ただ、画面下に溺れたような人の手があって、どういう意味か?ネットには、水浴びをしてる所を襲われた…という記述もありました。
制作が始まったものの、ミケランジェロは別の仕事が入ったとかで、途中降板…おいおい(汗)今回展示されているのは、彼のデッサンを模写したものだけ。

showcase_img20.jpg
作者不詳(レオナルド・ダ・ヴィンチに基づく)
《タヴォラ・ドーリア》(《アンギアーリの戦い》の軍旗争奪場面)
16世紀前半 油彩とテンペラ/板
85.5×115.5 cm
ウフィツィ美術館(2012年、東京富士美術館より寄贈)

これが今回の主役です。
壁画の依頼を引き受けたダ・ヴィンチは、壁画で一般的なテンペラやフレスコではなく、油彩で描こうとします(自分にとってやりやすいといということでしょうか)。
ところがこれは技術的に大失敗…定着せず?ほとんどが流れ、失われてしまいました。おいおい(汗)素材にふさわしい技法をしなかったダ・ヴィンチの致命的なミスですね。
結局この壁画は途中で断念、未完のまま50年ほど放置され、後年に別の壁画に覆われてしまいました。
完成していれば大傑作、未完でも傑作、放置されていた50年間、その評判を聞いた画家が多数訪れ感銘をうけ、模写されたり、完成予想図を描かれたり、インスピレーションを与え続けました。
模写の中で最も現物を再現していると思われるのが、今回の《タヴォラ・ドーリア》

大きな壁画の一部分、模写であっても迫力あります。人と馬がダイナミックに絡み合い格闘する。武器も斧のようなもの、残酷で力ずくな当時の戦闘の様子がわかります。
金箔も深い色合いも、有名な歴史の一場面にふさわしい格調。
ただ、どこがどうなっているのかよくわからない。この馬のお尻の前半身は?馬の下敷きになりそうなこの人の体勢は?
軍旗はどれ?などなど。

slide4.jpg
で、こんなフィギュアを作ったのが東京芸大。
おもしろい!2次元の復元ではなく、3Dの立体というのが今っぽい(笑)
これが本当によくできています。見えない部分も時代考証を重ねて、小物の細部まで再現しています。
後ろから脇から、上から斜めから、立体で見ると、なるほど体の向きはこっちか〜、ああ位置関係はなるほど〜と、理解が進みます。

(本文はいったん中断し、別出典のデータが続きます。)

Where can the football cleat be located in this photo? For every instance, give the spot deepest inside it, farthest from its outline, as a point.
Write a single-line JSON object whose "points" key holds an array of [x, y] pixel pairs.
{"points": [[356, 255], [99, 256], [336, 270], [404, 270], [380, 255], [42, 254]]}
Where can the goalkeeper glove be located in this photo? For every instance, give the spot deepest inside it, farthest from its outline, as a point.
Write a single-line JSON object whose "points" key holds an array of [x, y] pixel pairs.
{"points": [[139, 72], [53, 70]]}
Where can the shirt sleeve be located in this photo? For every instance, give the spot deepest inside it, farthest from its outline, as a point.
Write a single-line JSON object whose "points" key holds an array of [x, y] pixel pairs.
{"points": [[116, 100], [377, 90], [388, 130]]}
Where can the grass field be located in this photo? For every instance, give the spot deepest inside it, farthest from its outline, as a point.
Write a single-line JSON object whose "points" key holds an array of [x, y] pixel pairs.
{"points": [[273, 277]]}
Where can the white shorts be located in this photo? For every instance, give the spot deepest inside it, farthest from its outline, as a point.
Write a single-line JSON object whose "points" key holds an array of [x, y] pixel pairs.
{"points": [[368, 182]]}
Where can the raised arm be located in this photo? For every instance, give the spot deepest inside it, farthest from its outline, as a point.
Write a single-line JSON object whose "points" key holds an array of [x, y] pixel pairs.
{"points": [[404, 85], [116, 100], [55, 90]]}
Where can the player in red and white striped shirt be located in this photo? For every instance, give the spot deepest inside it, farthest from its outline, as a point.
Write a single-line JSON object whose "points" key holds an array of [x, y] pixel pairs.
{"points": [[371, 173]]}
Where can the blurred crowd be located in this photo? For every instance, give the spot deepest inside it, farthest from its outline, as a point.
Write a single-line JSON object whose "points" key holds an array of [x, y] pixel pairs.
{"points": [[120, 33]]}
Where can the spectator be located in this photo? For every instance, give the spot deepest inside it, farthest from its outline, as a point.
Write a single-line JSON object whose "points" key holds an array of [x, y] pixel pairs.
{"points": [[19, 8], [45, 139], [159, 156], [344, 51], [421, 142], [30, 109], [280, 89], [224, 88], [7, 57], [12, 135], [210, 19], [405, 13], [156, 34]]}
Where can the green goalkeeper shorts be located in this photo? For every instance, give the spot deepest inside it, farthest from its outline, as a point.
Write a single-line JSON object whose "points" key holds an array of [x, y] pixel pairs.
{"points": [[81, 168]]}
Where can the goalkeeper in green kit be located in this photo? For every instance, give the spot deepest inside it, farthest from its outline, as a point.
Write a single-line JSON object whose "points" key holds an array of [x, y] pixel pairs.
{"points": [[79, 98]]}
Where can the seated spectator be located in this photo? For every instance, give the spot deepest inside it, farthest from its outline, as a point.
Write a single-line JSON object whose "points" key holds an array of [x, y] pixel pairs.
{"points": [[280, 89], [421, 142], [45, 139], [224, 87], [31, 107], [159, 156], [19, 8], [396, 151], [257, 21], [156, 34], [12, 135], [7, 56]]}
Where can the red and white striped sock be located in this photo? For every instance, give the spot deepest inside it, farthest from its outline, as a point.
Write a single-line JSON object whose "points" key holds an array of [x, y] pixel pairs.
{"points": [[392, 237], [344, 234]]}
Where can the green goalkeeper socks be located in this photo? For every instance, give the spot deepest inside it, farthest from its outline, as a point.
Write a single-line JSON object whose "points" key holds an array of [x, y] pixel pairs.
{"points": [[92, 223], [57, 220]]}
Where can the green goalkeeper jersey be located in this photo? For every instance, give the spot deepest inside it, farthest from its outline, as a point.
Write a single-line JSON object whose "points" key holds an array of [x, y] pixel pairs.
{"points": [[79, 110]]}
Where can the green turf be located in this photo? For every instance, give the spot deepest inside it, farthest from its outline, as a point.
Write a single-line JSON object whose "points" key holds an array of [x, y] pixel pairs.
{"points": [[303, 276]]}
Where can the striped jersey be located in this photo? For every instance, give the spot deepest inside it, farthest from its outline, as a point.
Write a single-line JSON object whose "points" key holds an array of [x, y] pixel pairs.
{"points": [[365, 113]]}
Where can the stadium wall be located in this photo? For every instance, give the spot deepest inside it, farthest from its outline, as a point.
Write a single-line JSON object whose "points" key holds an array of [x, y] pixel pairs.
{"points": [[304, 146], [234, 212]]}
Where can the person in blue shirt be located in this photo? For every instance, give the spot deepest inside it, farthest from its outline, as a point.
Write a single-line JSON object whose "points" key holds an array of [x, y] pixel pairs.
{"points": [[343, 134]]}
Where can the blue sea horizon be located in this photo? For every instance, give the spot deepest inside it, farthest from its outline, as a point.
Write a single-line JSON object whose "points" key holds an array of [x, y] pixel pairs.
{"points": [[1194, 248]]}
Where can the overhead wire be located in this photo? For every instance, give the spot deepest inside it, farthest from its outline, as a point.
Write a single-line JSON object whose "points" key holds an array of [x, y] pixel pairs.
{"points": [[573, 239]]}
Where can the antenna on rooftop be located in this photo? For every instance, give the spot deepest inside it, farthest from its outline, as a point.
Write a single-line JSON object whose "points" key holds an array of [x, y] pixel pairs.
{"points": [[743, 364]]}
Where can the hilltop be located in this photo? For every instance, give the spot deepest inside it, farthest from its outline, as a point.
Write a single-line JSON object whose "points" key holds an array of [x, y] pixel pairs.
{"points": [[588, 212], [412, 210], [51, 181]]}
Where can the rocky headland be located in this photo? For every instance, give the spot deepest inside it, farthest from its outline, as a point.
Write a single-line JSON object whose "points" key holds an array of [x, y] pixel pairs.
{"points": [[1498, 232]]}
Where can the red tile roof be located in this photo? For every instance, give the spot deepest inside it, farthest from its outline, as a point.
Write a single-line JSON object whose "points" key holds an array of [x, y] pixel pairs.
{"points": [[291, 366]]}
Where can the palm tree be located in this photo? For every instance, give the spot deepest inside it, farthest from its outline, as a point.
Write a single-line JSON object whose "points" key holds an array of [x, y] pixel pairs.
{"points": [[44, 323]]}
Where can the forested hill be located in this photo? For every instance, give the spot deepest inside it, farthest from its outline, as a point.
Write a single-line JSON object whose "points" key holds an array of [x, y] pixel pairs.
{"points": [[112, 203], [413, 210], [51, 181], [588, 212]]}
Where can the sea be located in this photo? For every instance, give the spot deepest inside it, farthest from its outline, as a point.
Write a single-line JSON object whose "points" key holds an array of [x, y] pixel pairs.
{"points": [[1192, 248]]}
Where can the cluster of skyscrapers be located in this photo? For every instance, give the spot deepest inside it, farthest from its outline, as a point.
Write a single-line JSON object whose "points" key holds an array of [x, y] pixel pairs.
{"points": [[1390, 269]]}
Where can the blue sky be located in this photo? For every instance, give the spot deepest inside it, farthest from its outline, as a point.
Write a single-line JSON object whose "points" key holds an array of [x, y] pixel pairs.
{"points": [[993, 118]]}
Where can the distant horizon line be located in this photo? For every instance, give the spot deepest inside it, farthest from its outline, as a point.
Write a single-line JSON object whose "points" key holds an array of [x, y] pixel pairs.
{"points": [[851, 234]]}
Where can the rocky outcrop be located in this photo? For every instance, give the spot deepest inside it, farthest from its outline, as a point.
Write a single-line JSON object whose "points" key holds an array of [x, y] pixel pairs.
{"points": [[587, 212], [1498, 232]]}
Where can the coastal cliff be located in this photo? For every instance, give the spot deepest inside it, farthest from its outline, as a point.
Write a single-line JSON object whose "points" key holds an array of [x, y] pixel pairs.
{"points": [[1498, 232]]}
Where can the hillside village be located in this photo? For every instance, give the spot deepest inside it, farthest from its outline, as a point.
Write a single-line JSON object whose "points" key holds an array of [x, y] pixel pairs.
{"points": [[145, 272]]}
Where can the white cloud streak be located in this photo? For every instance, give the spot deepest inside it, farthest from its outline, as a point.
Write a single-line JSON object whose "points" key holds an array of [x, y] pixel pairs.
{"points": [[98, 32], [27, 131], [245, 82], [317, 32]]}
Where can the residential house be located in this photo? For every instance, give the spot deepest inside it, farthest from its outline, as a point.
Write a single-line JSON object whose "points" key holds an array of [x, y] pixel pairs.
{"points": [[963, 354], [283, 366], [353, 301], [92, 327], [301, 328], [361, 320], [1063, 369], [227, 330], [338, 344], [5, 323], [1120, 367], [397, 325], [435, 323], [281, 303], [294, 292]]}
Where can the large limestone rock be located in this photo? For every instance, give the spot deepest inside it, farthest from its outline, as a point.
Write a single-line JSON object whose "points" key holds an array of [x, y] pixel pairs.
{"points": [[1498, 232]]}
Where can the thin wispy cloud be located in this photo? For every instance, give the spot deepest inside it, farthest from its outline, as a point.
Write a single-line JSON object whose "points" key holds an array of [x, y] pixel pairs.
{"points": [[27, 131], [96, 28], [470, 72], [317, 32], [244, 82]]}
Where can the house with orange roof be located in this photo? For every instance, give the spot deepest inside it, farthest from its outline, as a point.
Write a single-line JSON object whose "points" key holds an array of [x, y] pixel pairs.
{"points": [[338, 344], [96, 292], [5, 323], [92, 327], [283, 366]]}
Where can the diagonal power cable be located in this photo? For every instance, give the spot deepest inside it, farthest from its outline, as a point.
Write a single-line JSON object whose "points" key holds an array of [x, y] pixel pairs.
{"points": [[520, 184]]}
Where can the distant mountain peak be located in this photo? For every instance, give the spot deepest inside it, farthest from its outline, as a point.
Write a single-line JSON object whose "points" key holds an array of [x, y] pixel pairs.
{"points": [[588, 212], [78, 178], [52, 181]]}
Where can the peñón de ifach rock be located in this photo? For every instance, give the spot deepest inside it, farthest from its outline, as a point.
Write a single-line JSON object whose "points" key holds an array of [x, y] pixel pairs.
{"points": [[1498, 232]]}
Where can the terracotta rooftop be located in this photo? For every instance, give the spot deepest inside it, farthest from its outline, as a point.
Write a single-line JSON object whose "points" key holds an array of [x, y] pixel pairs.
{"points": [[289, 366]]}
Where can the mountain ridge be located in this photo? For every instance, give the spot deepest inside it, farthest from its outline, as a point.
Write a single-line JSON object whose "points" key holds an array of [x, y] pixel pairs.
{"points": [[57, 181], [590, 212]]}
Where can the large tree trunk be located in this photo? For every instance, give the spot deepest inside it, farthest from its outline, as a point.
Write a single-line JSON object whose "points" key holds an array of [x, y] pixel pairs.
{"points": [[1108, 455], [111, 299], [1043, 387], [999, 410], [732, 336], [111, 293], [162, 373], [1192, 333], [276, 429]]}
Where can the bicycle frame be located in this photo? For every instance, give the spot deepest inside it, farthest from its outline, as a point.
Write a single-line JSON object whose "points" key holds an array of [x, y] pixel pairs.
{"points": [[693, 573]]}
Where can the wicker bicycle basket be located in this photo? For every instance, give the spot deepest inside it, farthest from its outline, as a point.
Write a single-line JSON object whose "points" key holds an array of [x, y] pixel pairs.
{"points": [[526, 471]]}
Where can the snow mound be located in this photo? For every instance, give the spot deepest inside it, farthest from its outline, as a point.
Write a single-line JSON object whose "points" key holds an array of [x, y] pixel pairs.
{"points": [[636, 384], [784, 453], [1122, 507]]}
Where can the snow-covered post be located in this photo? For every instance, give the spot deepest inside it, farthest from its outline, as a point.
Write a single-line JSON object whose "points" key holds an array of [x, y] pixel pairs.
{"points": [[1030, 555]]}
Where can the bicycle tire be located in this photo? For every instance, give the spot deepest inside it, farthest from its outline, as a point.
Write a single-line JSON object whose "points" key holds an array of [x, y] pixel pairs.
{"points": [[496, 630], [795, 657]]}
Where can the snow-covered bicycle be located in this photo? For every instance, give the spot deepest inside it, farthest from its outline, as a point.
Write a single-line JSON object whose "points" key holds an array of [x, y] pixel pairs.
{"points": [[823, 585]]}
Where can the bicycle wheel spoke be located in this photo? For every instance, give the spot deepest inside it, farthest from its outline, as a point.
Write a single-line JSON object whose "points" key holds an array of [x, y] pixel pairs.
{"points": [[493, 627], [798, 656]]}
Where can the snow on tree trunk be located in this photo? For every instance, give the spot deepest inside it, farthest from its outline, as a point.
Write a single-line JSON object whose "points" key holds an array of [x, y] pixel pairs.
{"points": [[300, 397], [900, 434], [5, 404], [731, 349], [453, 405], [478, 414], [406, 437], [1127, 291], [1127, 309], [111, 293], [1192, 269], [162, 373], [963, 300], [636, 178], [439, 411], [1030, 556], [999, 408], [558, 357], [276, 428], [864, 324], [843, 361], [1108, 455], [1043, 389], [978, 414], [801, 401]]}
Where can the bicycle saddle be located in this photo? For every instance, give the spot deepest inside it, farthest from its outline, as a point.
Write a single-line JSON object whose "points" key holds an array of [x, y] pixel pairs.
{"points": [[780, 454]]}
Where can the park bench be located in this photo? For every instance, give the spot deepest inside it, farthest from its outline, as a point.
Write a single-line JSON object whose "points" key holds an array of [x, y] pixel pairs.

そして、これを平面で表現するという…あらためて、ダ・ヴィンチの構成力のすごさに圧倒されます。
ダ・ヴィンチの戦争表現は革新的だったらしい。この作品がこの後、戦争画のジャンルを作ったと言われれば、なるほど思います。

showcase_img31.jpg
アンギアーリのために描いたとされるダヴィンチのデッサン

元の作品は失われてしまいましたが、残された膨大な資料、評判などで、当時を知ることができるそうです。
会場にはアンギアーリの模写や、インスピレーションを受けた作品も多数展示されています。ただ、それらは模写や派生という域をでていないような気がして、見る側としてちょっと冷めてしまいました。

個人的には、この展示会のオマケについてきたような、最後の展示室、ダ・ヴィンチの発明を模型にしたブースがおもしろかったです。
ロケットや計算機…似たようなものがなかった時代、ダ・ヴィンチの奇才天才ぶりがよくわります。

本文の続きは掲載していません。